3°) d'assortir l'injonction prononcée d'une astreinte de 100 euros par jour de retard ;
4°) de mettre à la charge de l'État le versement à Me Blanchot d'une somme de 1 500 euros en application de l'article 37 de la loi du 10 juillet 1991 relative à l'aide juridique et de l'article L. 761-1 du code de justice administrative.
Il soutient que :
- la décision refusant de lui délivrer un titre de séjour est entachée d'un vice de procédure dès lors qu'il a transmis un document médical important daté du 28 août 2023 à l'Office français de l'immigration et de l'intégration (OFII) qui ne semble pas avoir été pris en compte par le collège de médecins de l'OFII ;
- cette décision méconnaît l'article L. 425-9 du code de l'entrée et du séjour des étrangers, est entachée d'une erreur manifeste d'appréciation, et n'a pas été précédée d'un examen complet de sa situation ; il ne pourrait pas bénéficier effectivement d'un traitement médical approprié dans son pays d'origine ; en 2022 le collège de médecins de l'OFII et le préfet du Finistère ont reconnu qu'il ne pourrait pas bénéficier effectivement d'un traitement approprié en Géorgie ; le certificat médical du 16 novembre 2023 atteste qu'il justifie de nouveaux éléments concernant son état de santé, lesquels nécessitent un réexamen de sa situation ;
- l'illégalité de la décision refusant de lui délivrer un titre de séjour conduit à constater l'illégalité de la décision portant obligation de quitter le territoire prise sur son fondement ;
- l'obligation de quitter le territoire est insuffisamment motivée et n'a pas été précédée d'un examen complet de sa situation ;
- cette décision qui le présente comme " se déclarant séparé " est entachée d'une erreur de fait, dès lors qu'il a une compagne qui a déposé une demande de titre de séjour en tant qu'accompagnante de personne malade ; cette erreur de fait établit que sa situation n'a pas été suffisamment examinée ;
- cette décision méconnaît le 9° de l'article L. 611-3 du code de l'entrée et du séjour des étrangers et du droit d'asile et est entachée d'une erreur manifeste d'appréciation ;
- elle méconnaît l'article 8 de la convention européenne de sauvegarde des droits de l'homme et des libertés fondamentales et est entachée d'une erreur manifeste d'appréciation de ses conséquences ;
- l'illégalité de la décision portant obligation de quitter le territoire implique l'illégalité de la décision lui interdisant le retour sur le territoire français, prise sur son fondement ;
- la décision d'interdiction de retour sur le territoire français est entachée d'une erreur de fait, dès lors qu'elle mentionne qu'il ne justifie d'aucun lien privé ou familial en France alors que sa compagne y réside ;
- cette décision méconnaît l'article 8 de la convention européenne de sauvegarde des droits de l'homme et des libertés fondamentales et est entachée d'une erreur manifeste d'appréciation de ses conséquences.

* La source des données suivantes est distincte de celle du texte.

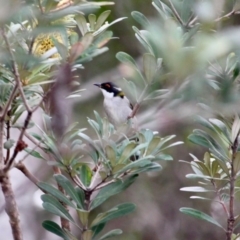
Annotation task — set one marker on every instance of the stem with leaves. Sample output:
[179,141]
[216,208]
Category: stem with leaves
[231,219]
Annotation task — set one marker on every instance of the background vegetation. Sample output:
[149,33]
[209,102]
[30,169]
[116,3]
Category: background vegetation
[187,56]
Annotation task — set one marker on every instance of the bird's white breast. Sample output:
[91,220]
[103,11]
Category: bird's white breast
[117,109]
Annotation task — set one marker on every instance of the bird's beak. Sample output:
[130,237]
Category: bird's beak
[98,85]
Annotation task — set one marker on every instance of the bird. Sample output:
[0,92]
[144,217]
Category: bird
[116,105]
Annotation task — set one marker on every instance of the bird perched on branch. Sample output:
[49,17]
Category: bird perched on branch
[116,105]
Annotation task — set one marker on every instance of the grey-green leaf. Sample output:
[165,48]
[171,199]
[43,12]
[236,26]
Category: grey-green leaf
[56,193]
[111,233]
[47,198]
[110,190]
[149,66]
[69,189]
[55,228]
[198,214]
[118,211]
[126,59]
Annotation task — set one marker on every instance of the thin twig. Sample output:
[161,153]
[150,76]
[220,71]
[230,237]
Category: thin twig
[8,136]
[64,222]
[17,148]
[137,105]
[9,102]
[192,21]
[231,218]
[219,197]
[227,15]
[176,13]
[1,144]
[11,206]
[40,6]
[35,142]
[20,166]
[15,71]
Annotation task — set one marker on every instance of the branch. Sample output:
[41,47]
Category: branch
[137,105]
[11,206]
[40,6]
[20,166]
[231,219]
[9,102]
[219,197]
[176,13]
[1,144]
[233,12]
[15,71]
[64,222]
[19,144]
[8,136]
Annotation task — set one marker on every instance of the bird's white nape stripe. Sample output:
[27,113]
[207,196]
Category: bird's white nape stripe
[107,94]
[119,89]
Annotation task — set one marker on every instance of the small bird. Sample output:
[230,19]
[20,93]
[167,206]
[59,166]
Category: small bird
[116,105]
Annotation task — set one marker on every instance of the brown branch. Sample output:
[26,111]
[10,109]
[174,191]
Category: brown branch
[231,219]
[9,102]
[8,135]
[40,6]
[20,166]
[15,71]
[1,144]
[11,206]
[17,148]
[64,222]
[176,13]
[137,105]
[219,197]
[233,12]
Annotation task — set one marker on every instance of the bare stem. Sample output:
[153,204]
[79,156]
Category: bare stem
[20,166]
[176,13]
[40,6]
[11,206]
[15,71]
[219,197]
[64,222]
[233,12]
[9,102]
[8,136]
[1,144]
[137,105]
[18,147]
[231,219]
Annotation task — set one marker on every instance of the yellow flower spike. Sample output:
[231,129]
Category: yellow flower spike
[44,42]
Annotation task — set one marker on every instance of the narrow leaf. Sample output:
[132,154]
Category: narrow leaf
[112,233]
[56,193]
[55,228]
[69,189]
[198,214]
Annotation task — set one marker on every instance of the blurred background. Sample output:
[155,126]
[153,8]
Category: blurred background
[156,195]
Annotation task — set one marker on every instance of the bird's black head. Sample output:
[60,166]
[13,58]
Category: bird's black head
[111,88]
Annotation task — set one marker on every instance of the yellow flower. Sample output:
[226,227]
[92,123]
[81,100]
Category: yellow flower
[44,42]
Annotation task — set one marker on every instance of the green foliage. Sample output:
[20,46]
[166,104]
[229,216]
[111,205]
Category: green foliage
[99,165]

Par un mémoire en défense, enregistré le 14 mai 2024, le préfet du Finistère conclut au rejet de la requête.
Il fait valoir qu'aucun des moyens soulevés par le requérant n'est fondé.
M. A a été admis au bénéfice de l'aide juridictionnelle totale par une décision du président du bureau d'aide juridictionnelle du 22 février 2024.

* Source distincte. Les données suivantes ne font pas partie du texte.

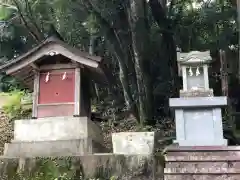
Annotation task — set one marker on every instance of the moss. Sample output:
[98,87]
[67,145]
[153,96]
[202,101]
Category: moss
[105,167]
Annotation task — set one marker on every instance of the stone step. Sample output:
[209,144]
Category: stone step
[203,153]
[203,165]
[202,177]
[53,148]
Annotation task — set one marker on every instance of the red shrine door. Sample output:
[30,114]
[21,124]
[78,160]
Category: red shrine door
[56,93]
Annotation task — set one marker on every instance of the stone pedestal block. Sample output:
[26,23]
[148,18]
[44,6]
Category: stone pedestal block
[133,142]
[199,121]
[56,128]
[55,136]
[72,147]
[202,163]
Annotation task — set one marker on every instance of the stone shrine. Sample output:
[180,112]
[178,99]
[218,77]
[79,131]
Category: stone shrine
[59,76]
[198,115]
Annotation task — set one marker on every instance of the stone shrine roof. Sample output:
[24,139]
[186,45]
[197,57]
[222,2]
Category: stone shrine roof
[195,57]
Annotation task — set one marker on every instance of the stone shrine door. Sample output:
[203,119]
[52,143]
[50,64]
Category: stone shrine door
[194,121]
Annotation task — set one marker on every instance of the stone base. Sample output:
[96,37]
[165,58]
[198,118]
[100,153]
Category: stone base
[56,128]
[202,163]
[53,148]
[220,142]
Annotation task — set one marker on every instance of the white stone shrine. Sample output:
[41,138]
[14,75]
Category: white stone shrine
[197,112]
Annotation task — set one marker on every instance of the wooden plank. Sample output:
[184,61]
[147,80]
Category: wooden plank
[58,66]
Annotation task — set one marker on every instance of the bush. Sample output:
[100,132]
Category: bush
[14,108]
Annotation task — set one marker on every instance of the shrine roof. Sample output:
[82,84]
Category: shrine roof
[53,44]
[24,64]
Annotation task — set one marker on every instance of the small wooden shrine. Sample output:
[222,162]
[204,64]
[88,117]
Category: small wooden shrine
[59,76]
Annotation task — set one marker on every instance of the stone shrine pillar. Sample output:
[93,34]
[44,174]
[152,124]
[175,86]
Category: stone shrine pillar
[197,112]
[202,152]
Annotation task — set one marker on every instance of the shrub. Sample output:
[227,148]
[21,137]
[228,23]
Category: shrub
[14,108]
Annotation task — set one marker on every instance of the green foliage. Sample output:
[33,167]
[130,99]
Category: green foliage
[51,169]
[14,108]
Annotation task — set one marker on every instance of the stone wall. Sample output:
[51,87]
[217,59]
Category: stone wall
[102,166]
[202,163]
[56,128]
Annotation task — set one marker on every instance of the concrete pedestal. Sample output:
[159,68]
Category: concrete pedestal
[202,163]
[199,121]
[55,136]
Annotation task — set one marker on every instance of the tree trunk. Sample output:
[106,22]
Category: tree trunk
[140,44]
[238,10]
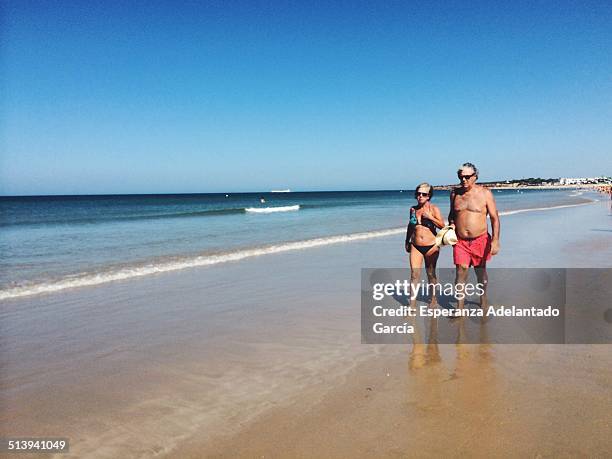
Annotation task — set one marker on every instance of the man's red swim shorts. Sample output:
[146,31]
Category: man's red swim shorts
[472,252]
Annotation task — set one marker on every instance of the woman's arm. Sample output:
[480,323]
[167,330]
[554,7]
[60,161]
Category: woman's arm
[439,220]
[433,213]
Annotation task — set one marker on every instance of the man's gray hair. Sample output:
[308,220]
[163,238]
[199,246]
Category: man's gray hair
[470,165]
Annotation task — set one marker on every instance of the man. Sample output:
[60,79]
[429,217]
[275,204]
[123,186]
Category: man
[469,207]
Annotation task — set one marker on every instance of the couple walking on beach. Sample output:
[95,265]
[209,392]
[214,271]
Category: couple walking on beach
[470,204]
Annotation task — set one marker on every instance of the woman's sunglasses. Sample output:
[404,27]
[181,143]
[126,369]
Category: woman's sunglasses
[465,177]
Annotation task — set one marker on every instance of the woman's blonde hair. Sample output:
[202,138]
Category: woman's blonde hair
[416,190]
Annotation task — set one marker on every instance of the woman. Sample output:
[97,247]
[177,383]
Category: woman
[425,219]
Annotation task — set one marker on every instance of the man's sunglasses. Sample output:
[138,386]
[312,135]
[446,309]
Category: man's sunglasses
[465,177]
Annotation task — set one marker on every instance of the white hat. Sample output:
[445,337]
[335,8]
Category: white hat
[446,236]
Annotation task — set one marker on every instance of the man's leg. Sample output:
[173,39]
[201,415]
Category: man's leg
[461,274]
[416,261]
[482,278]
[430,267]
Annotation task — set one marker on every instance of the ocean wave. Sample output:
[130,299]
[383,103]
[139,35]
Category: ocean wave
[118,274]
[90,279]
[534,209]
[268,210]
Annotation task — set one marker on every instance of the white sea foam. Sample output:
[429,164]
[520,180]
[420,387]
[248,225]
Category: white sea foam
[268,210]
[89,279]
[201,260]
[534,209]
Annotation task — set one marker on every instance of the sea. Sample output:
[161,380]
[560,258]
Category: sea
[54,243]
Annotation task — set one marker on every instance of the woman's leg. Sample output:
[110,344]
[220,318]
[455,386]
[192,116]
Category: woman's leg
[416,261]
[431,259]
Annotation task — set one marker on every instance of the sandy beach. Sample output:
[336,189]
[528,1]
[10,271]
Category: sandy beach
[262,358]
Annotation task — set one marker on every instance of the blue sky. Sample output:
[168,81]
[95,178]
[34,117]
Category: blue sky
[154,97]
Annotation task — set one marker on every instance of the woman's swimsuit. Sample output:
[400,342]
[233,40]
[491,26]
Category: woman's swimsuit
[427,223]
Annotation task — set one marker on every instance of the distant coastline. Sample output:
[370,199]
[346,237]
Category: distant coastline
[603,184]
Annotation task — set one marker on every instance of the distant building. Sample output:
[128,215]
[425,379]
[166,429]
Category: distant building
[585,180]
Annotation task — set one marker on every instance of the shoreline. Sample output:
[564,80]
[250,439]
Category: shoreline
[265,356]
[146,269]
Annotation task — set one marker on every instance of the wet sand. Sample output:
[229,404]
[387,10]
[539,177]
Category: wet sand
[456,401]
[263,358]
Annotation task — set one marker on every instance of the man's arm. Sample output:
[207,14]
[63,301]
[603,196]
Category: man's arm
[495,226]
[451,212]
[409,231]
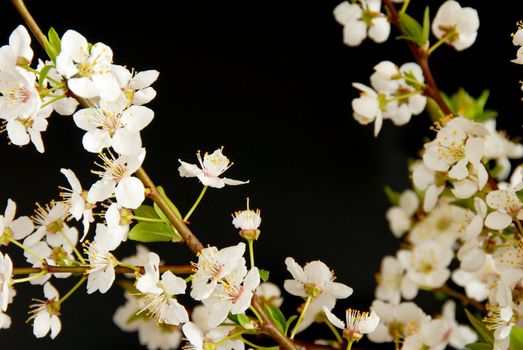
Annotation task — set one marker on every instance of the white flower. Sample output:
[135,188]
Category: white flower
[6,270]
[101,261]
[116,179]
[399,216]
[211,167]
[136,86]
[500,148]
[396,321]
[357,323]
[369,107]
[402,86]
[232,295]
[11,228]
[200,341]
[362,19]
[460,335]
[76,200]
[158,293]
[45,313]
[392,282]
[269,293]
[88,70]
[507,207]
[459,26]
[476,283]
[314,280]
[113,124]
[213,266]
[426,264]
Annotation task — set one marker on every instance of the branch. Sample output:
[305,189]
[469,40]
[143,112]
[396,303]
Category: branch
[422,58]
[189,238]
[176,269]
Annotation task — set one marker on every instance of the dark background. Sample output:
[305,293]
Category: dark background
[270,81]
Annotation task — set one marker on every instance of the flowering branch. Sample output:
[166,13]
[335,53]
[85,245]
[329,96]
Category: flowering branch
[422,57]
[176,269]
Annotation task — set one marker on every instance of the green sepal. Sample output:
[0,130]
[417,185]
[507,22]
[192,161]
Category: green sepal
[264,275]
[479,326]
[276,317]
[152,232]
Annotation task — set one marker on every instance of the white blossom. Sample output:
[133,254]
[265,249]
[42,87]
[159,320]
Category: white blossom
[458,25]
[362,19]
[211,167]
[88,69]
[158,293]
[45,313]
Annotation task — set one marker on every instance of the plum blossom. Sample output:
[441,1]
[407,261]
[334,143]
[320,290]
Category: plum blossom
[362,19]
[158,294]
[507,207]
[117,179]
[213,266]
[211,167]
[11,228]
[357,323]
[45,313]
[113,124]
[314,280]
[101,260]
[136,86]
[399,216]
[88,69]
[457,25]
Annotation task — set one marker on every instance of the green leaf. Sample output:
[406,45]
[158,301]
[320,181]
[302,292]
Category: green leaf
[264,275]
[151,232]
[426,25]
[516,338]
[276,317]
[479,326]
[411,29]
[393,196]
[289,322]
[43,74]
[146,211]
[479,346]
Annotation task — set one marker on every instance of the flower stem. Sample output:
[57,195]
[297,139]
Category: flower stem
[29,278]
[20,245]
[188,215]
[72,290]
[77,253]
[251,251]
[258,316]
[305,307]
[334,331]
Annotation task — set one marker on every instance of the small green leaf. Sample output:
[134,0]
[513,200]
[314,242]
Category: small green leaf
[151,232]
[264,275]
[393,196]
[516,338]
[43,74]
[411,29]
[146,211]
[479,326]
[289,322]
[426,25]
[276,317]
[479,346]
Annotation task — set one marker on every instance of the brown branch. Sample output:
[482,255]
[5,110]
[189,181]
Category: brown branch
[189,238]
[422,58]
[270,328]
[176,269]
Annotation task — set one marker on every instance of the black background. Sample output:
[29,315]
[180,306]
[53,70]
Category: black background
[271,82]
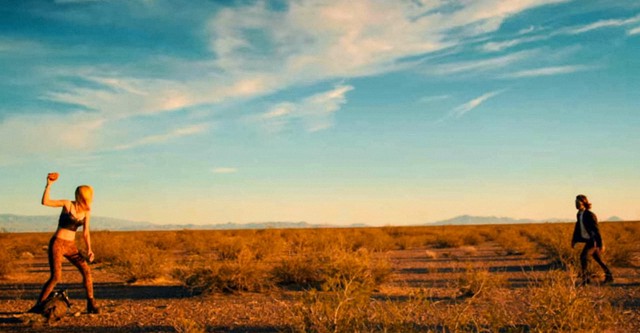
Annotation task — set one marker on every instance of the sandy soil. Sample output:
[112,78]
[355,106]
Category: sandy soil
[165,306]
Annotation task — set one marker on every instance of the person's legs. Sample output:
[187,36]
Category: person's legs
[598,258]
[77,260]
[584,257]
[55,252]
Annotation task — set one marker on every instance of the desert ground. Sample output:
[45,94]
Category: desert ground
[494,278]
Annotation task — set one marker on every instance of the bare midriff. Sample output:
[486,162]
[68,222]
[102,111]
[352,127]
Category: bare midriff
[65,234]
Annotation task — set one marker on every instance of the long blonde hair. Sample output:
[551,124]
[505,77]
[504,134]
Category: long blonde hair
[84,197]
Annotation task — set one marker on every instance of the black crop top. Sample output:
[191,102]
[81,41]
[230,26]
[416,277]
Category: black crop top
[69,222]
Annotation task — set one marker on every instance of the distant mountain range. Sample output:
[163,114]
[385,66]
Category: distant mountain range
[48,223]
[474,220]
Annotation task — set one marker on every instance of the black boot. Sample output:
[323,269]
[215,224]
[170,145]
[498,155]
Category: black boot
[38,308]
[92,307]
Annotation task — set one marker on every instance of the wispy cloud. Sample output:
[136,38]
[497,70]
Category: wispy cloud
[224,170]
[602,24]
[49,134]
[479,65]
[503,45]
[431,99]
[548,71]
[316,111]
[161,138]
[461,110]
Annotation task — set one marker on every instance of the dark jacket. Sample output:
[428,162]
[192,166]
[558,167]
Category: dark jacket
[590,222]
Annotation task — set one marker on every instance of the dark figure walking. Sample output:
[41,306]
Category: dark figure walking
[586,231]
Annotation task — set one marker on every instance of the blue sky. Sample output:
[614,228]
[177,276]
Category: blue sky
[376,112]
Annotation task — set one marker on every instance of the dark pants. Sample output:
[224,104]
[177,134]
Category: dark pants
[58,249]
[590,250]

Vu les autres pièces du dossier.
Vu :
- le code de l'entrée et du séjour des étrangers et du droit d'asile ;
- la loi du 10 juillet 1991 relative à l'aide juridique ;
- le code de justice administrative.
Les parties ont été régulièrement averties du jour de l'audience.
Le président de la formation de jugement a dispensé le rapporteur public, sur sa proposition, de prononcer des conclusions à l'audience.

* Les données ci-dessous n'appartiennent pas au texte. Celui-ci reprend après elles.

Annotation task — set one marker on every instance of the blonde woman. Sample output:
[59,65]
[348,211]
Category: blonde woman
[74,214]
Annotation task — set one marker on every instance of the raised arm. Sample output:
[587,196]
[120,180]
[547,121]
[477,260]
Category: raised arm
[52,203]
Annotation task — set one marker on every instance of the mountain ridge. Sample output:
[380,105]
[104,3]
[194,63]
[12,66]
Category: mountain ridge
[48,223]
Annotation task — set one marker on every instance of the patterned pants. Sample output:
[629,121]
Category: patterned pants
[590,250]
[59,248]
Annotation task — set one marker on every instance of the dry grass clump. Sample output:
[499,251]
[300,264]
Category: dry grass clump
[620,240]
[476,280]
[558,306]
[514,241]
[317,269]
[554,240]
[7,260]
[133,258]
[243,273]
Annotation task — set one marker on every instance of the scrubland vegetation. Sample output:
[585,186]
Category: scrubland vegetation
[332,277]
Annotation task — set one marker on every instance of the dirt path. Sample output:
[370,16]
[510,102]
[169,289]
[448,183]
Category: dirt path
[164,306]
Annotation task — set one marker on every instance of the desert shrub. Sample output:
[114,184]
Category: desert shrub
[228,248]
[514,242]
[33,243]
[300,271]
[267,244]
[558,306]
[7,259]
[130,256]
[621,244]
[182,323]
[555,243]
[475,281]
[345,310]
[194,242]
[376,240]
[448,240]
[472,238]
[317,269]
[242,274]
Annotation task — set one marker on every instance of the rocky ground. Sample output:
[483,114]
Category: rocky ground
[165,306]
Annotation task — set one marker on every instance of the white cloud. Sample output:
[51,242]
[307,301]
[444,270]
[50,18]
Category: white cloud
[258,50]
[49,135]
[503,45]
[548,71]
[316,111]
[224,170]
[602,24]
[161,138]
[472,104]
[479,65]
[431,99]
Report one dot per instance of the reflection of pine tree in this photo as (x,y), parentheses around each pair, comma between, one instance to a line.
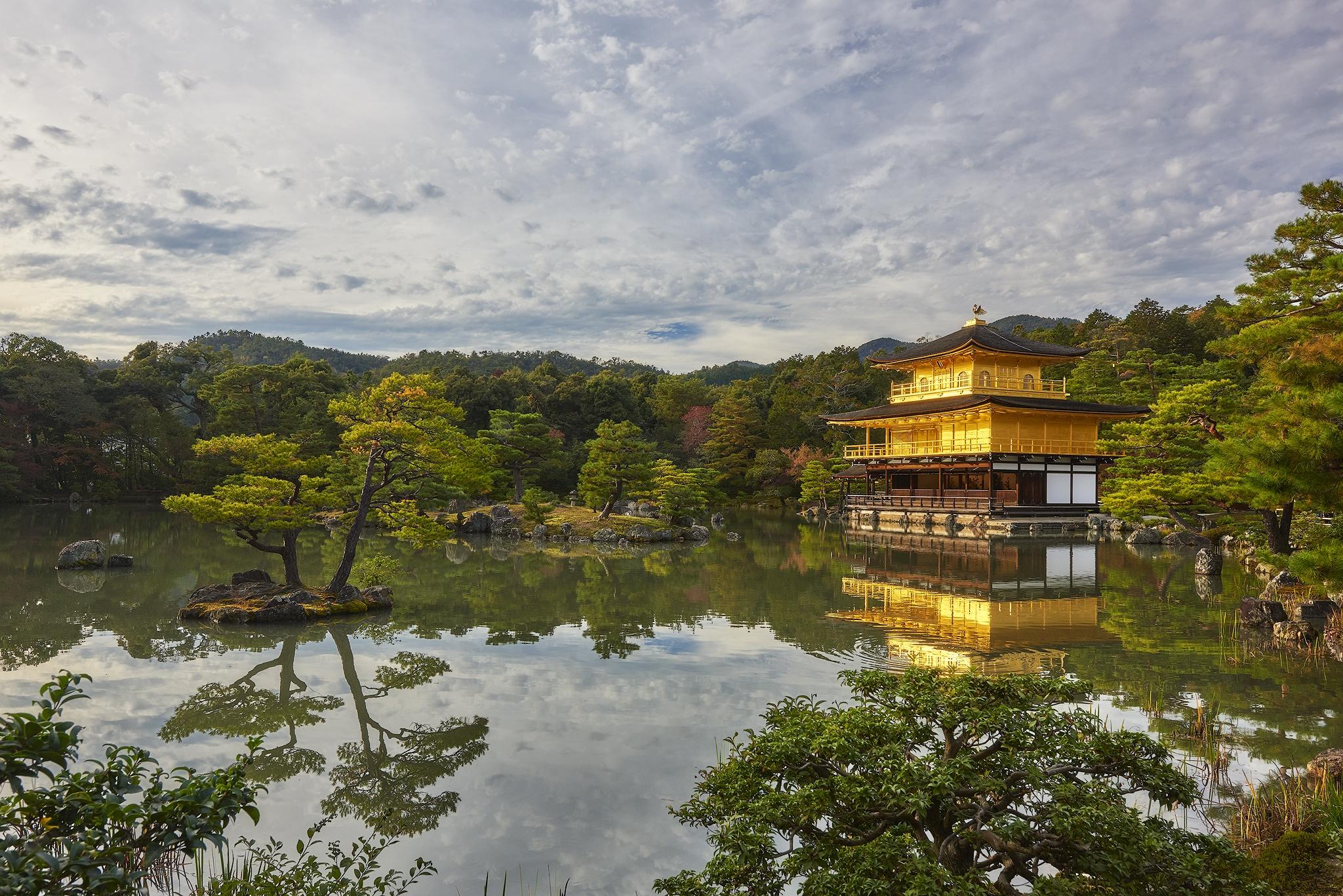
(384,777)
(243,710)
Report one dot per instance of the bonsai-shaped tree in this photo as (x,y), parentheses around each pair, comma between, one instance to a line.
(520,442)
(620,459)
(401,453)
(275,494)
(936,783)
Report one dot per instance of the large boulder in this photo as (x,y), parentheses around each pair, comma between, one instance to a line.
(1327,766)
(1208,562)
(379,596)
(1259,613)
(1294,633)
(82,555)
(1283,579)
(281,609)
(249,590)
(639,532)
(1144,535)
(477,523)
(250,575)
(1186,540)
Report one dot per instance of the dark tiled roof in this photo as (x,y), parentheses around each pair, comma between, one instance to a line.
(984,336)
(962,402)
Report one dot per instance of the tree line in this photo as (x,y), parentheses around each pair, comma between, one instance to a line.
(1247,402)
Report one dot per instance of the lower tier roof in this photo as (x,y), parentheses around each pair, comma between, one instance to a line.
(965,402)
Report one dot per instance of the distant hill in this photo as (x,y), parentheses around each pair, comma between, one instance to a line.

Le rapport de M. Albouy a été entendu au cours de l'audience publique.
Considérant ce qui suit :
1. M. A, ressortissant géorgien né en 1977, est entré en France le 22 février 2022. Il a sollicité l'asile, mais sa demande a été rejetée par une décision de l'Office français de protection des réfugiés et apatrides du 7 juin 2022 et son recours contre cette décision a été rejeté par la Cour national du droit d'asile le 18 octobre 2022. Il s'est toutefois vu délivrer une autorisation provisoire de séjour pour la période du 15 novembre 2022 au 14 mai 2023 en raison de son état de santé, autorisation dont il a demandé le renouvellement le 30 mai 2023. Par l'arrêté attaqué du 16 novembre 2023, le préfet du Finistère a décidé de rejeter cette demande et d'obliger M. A à quitter le territoire français dans un délai de trente jours. Par ce même arrêté, il a fixé la Géorgie comme pays de renvoi et interdit au requérant le retour sur le territoire français pour une durée d'un an.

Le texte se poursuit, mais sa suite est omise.